Le sujet n'a d'importance que pour les peintres, le spectateur lui n'est sensible qu'à l'énergie de la peinture, son style.

Quand mon sujet est vraiment intériorisé c'est comme s'il n'existait plus quand je peins, il est présent, là au fond, mais sans qu'aucune affectivité ne vienne troubler cette trajectoire qui va de l'être à la peinture; la peinture devient à elle-même objet de peinture et c'est là qu'elle s'approche du mystère.

Je crois que plus le peintre avance dans la vie moins il rencontre de nouveaux sujets, il retrouve les mêmes sur son chemin ou de semblables, mais plus rarement surgit un thème qui révèle un aspect de soi jusqu'alors inconnu. Peut être parce qu'on commence à se connaître ! L'ouverture est donc plus d'approfondir ce que l'on a déjà peint que de partir à la conquête de nouveaux territoires.

Cette année 2006 je me suis tourné vers mes vieux sujets et j'en ai fait de nouvelles versions. Ce sont eux qui m'ont permis il y a 20 ans de libérer la couleur dans la nuit, de mettre la couleur en espace, d'inventer la lumière que je porte en moi. Je me suis rendu compte que certains de ces sujets sont de véritables archétypes que je retrouve dans d'autres tableaux aux sujets différents : les Santo Spirito ont donné les Confluents, la Terrasse a donné la barque au Marabout… Il y a des images mentales qui nous poursuivent.

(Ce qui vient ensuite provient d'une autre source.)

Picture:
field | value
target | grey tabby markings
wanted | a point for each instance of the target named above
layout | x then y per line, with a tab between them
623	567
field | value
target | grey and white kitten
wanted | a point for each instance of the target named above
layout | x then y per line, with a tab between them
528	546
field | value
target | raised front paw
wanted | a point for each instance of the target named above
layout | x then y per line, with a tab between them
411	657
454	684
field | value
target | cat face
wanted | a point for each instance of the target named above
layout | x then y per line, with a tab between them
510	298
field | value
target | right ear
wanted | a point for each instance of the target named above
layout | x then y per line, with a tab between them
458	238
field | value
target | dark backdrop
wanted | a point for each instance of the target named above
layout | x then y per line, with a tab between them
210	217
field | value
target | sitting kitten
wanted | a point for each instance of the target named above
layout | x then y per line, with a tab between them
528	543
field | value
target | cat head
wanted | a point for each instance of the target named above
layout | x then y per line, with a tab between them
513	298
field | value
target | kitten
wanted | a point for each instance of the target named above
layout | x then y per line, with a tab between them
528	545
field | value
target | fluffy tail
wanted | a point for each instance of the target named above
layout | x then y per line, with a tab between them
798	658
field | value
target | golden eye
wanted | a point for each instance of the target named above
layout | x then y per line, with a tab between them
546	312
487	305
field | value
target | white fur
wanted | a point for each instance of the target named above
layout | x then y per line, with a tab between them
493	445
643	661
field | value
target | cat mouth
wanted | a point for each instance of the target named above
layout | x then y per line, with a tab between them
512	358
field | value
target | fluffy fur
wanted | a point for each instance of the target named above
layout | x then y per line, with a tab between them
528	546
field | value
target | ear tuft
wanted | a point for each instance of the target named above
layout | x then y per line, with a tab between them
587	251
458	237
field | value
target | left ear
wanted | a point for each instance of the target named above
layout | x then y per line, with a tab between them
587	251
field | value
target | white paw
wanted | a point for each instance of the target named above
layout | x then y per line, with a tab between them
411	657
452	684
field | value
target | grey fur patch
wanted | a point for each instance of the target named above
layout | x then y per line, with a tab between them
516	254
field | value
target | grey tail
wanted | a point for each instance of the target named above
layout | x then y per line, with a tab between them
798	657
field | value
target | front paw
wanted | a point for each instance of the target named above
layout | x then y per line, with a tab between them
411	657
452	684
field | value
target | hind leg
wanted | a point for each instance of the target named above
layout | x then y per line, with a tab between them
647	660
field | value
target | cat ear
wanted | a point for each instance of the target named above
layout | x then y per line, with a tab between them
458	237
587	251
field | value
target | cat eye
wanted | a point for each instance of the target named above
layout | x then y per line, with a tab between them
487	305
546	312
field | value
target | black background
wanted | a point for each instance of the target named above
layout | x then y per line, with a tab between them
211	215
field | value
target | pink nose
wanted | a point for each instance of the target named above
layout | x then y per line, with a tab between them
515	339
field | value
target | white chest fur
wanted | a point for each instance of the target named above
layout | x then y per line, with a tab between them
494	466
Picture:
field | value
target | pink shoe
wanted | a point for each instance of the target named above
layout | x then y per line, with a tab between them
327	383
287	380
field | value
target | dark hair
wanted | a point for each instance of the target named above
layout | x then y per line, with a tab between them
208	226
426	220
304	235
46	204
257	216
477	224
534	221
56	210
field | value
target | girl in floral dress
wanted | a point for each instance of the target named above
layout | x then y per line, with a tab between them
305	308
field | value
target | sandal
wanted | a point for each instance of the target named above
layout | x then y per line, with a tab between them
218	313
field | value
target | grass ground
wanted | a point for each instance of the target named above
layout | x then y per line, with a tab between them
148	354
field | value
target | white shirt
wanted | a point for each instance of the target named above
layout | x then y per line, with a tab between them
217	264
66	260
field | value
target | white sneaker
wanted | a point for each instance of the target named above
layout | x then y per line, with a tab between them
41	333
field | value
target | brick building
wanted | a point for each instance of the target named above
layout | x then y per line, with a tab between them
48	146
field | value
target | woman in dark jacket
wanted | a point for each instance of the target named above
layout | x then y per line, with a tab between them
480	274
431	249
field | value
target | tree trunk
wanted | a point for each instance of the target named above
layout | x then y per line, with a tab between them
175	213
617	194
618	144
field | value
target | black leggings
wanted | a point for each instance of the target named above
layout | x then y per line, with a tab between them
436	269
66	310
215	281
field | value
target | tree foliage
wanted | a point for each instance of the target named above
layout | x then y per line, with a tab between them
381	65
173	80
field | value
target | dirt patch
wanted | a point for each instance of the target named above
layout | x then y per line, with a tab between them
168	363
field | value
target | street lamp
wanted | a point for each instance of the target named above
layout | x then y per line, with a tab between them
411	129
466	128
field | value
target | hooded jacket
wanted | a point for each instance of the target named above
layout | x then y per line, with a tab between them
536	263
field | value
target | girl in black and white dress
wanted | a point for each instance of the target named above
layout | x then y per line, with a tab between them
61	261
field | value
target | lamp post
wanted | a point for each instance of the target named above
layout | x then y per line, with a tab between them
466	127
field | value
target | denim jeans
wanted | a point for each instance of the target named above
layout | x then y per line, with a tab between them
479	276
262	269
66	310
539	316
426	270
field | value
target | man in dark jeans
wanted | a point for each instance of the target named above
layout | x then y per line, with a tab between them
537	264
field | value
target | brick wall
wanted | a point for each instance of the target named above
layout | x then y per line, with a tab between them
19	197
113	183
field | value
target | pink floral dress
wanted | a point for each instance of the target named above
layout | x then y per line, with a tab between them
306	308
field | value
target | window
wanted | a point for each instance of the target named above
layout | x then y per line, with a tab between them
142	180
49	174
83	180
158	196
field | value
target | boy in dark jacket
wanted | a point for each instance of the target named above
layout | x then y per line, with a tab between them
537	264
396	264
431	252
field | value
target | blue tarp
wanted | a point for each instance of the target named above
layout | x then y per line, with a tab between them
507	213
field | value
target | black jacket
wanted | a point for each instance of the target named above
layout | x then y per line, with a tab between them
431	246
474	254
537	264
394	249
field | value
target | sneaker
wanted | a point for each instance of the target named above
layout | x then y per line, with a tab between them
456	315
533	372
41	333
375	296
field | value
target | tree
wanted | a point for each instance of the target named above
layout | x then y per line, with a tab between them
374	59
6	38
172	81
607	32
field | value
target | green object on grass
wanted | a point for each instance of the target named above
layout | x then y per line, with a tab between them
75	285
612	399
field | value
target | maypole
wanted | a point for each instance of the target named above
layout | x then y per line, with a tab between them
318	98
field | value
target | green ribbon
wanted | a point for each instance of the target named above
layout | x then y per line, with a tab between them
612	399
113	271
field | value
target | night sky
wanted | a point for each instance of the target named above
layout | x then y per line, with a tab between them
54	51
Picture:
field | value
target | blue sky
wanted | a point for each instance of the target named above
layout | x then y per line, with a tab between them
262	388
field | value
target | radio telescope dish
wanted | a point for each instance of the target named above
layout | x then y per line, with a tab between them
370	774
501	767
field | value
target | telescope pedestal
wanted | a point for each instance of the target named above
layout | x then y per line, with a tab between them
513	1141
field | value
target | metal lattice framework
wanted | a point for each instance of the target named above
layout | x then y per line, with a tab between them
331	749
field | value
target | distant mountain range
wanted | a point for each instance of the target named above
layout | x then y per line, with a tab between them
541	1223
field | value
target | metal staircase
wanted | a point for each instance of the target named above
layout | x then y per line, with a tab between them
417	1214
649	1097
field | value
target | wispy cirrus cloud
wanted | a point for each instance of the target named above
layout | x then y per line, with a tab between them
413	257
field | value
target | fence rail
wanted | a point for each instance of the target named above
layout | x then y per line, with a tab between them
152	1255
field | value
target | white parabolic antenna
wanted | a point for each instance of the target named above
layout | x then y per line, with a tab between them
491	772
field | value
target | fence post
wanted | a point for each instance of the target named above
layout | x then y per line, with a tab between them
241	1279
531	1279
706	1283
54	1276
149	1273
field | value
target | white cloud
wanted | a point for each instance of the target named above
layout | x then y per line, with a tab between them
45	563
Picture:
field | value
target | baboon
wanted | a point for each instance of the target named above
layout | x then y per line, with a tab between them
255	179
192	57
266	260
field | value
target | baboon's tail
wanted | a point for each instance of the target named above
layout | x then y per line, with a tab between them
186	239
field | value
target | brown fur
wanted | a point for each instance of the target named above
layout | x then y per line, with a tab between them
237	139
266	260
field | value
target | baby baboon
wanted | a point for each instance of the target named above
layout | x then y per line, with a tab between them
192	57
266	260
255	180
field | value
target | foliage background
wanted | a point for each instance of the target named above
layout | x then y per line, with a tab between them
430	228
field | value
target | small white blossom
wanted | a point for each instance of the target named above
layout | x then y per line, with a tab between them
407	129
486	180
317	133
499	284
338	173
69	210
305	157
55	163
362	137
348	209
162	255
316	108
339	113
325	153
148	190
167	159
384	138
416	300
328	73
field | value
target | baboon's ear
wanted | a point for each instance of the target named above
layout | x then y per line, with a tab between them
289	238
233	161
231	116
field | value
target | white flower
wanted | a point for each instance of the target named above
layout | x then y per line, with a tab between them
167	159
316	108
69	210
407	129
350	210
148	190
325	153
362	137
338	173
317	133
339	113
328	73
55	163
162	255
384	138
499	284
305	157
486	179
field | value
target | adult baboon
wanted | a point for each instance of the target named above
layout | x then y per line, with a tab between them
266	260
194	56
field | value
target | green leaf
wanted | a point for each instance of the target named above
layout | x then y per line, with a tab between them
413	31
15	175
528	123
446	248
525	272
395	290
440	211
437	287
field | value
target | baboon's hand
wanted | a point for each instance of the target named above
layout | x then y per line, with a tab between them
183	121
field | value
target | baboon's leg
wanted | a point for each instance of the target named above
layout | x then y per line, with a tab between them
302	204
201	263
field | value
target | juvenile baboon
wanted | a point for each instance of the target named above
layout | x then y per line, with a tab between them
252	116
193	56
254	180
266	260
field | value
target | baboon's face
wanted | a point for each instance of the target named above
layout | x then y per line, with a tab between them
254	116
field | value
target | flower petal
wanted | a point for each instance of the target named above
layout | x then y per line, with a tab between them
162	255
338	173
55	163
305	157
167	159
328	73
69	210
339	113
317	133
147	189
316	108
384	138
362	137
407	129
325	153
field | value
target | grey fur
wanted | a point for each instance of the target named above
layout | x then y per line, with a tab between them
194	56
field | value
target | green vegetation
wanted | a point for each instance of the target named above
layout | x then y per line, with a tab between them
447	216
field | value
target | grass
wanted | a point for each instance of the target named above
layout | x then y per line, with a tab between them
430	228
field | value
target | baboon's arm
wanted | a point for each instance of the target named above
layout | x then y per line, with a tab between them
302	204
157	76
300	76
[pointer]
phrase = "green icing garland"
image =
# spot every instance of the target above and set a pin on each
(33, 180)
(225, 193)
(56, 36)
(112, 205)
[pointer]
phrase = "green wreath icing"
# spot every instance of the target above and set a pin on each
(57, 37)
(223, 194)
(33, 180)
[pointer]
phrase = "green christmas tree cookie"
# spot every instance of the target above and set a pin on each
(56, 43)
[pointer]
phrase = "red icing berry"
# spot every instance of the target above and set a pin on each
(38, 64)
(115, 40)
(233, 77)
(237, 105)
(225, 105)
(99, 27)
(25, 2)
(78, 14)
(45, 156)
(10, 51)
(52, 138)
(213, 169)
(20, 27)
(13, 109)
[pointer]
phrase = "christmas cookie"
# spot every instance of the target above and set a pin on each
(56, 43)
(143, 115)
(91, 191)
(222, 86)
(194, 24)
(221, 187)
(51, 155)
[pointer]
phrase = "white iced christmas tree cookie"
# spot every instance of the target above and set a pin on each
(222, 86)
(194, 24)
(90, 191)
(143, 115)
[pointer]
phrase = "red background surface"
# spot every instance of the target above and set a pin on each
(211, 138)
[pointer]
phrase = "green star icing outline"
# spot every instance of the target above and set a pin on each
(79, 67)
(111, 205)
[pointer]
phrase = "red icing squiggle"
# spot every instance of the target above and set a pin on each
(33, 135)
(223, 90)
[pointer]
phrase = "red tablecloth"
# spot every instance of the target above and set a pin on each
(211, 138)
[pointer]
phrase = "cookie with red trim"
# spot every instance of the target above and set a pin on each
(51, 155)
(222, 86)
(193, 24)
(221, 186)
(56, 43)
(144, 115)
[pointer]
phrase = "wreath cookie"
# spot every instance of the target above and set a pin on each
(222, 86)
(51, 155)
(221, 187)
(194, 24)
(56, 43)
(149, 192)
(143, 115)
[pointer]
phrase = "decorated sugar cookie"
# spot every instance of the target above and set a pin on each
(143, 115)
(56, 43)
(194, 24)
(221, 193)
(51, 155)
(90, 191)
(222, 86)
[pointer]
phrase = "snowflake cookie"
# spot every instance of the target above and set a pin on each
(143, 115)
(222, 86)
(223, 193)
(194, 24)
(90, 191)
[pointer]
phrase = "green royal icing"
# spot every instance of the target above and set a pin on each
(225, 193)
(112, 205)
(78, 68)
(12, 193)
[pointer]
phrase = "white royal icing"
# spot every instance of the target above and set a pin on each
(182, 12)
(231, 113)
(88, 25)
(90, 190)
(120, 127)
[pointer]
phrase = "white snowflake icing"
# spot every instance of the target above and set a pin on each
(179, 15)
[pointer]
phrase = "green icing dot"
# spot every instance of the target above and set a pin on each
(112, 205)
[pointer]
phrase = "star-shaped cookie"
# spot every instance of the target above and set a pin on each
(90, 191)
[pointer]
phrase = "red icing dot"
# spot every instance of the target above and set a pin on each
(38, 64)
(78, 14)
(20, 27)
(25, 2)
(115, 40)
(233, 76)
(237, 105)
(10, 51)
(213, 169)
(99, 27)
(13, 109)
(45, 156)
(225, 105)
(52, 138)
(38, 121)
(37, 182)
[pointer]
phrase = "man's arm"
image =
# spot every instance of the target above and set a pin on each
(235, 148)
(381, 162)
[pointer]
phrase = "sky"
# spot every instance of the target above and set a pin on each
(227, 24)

On pourrait penser qu'à repeindre pour la 5ème fois un sujet le peintre acquiert plus de facilité, qu'ayant épuisé les tentatives et les chemins de traverse il se dirige sûrement vers un essentiel dépouillé de toute nouveauté. Mais ça ne marche pas comme ça. Le tableau passe toujours par des phases de destructions où son issue est incertaine, où la peur d'échouer et l'ennui guettent. La peinture demeure une expérience de vie et non une fabrication.

Il y a des moments de bonheur, c'est quand à force de grands coups de pinceaux qui martèlent la forme, à force d'enlever, de remettre les couleurs, de chercher les mélanges justes qui conviennent soudain, car c'est soudain, l'espace s'ouvre et le silence fait effraction dans le tableau. On change de monde. Il y a bien une image devant nous mais elle n'est plus que la dépouille de la présence qui se dresse devant nous, transfigurée.

Quand je pense aux premières versions d'il y a 20 ans et aux variations plus récentes je vois une continuité, « la lumière naît quand la couleur cesse d'exister pour devenir espace » reste mon crédo, ma conception de l'espace est inchangée. Peut-être ai-je perdu en pureté et gagné en incarnation. Je peignais par grands aplats silencieux, je voulais que tout soit vide, la matière était là mais on y voyait très peu de coups de pinceaux ; maintenant la matière est brassée et les gestes du pinceau apparents. Est-ce plus de liberté ou le besoin d'inscrire dans la peinture le fonctionnement de sa mécanique colorée ?
J'ai de plus en plus le sentiment qu'il y a deux sources d'inspiration à la peinture, l'une serait de s'exprimer, l'autre de comprendre.